Not even the most casual fantasy baseball player needs a reminder of what happened with Generation K back in the mid 90s when a young arm gets too much work too quickly. Kershaw has certainly become one of the outliers to that theory, but for every Kershaw, there are nine other young arms that are hurt by too much, too quickly. Most teams try to stick to a theory of no more than 20% increase from one season to the next and if the Yankees did that, Banuelos would be at a limit of 130 innings for 2011. Pitch count is more important than innings pitched as all inning totals are not created equally given that a typical Scott Kazmir inning is more work than even a Derek Lowe inning but it is tough to envision a large workload jump for Banuelos at the age of 20. After all, just 14 pitchers in the last 30 seasons have thrown as many as 100 innings at the major league level at the age of 20, or in Dwight Gooden's case, younger.

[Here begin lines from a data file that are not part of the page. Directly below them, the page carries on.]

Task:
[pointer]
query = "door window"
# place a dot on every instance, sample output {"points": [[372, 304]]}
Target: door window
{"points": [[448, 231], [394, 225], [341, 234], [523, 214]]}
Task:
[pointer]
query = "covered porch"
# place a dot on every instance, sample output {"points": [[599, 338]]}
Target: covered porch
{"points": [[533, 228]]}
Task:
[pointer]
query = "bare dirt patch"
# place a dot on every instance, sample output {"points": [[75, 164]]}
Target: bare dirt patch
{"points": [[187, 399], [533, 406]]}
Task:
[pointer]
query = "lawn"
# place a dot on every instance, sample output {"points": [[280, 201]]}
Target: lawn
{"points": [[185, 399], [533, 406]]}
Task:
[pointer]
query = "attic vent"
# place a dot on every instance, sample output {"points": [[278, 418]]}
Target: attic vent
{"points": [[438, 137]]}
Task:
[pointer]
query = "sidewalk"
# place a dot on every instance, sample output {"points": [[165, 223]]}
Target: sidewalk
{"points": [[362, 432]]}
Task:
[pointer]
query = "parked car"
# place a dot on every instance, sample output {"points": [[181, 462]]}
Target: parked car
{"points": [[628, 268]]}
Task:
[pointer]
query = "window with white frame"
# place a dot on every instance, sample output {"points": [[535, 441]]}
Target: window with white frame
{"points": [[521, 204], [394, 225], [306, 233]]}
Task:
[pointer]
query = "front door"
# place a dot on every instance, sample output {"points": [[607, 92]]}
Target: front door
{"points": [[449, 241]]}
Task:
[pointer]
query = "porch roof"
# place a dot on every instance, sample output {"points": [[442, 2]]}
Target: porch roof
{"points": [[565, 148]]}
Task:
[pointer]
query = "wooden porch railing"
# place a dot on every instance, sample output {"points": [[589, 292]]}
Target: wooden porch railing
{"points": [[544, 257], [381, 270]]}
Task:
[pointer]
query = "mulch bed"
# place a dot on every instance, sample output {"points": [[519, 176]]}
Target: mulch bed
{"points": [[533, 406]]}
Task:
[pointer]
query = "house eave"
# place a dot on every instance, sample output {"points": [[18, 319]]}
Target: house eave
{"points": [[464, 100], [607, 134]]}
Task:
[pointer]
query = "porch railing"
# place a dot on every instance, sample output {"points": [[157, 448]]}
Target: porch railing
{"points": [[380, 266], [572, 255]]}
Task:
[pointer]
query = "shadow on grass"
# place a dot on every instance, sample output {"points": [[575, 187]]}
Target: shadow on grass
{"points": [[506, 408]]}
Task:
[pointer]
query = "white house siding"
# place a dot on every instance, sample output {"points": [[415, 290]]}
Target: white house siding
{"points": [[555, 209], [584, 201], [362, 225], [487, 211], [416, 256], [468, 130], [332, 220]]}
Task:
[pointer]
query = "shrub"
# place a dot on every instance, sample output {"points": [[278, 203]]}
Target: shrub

1. Dwight Gooden = 494.2 IP 1984-1985
2. Ed Correa = 202 IP, 1984
3. Fernando Valenzuela = 192.1 IP, 1981 (age 20..something)
4. Felix Hernandez = 191 IP, 2006
5. CC Sabathia = 180.1 IP, 2001
6. Rick Ankiel = 175 IP, 2000
7. Rick Porcello = 170.2 IP, 2009
8. Jeremy Bonderman = 162 IP, 2003
9. Bret Saberhagen = 157.2 IP, 1984
10. Zack Greinke = 145 IP, 2004
11. Mike Witt = 129 IP, 1981
12. Madison Bumgarner = 111 IP, 2010
13. Clayton Kershaw = 107.2 IP, 2008
14. Storm Davis = 100.2 IP, 1982
Certainly, there is a ton of talent on that list, but for every star, there is a bust. The amazing thing about Dwight Gooden is that he amassed 745 innings at the major league level before he turned 22 and that is more innings than guys like Matt Garza and Ricky Nolasco have at this stage of their respective careers at age 27. Felix Hernandez threw that heavy workload in 2006, but had also thrown 168 innings as an 18-year-old so the workload was not new to his system. Kershaw ended up with 169 innings in his season when combining his minor league numbers and his major league numbers while Bumgarner jumped to a whopping 193 innings last season.
Keeper league players absolutely must target Banuelos for their draft as left-handed starting pitching that can throw mid-90s with his polish do not grow on trees. This is one of the better pitching prospects in baseball and arguably the jewel of the Yankees' pitching prospects in that he has avoided injury up to this point unlike Dellin Betances and Andrew Brackman. Players in reset (one-year) leagues need to temper their expectations for this season as it is unlikely Banuelos sees significant work at the major league level given his lighter workload up to this point. The earlier the Yankees call him up, the more frustrating it will be to own him for the 2011 season as they are likely to put him on some kind of pitch count or innings limit which will affect his potential to help in wins and strikeout totals despite his stuff.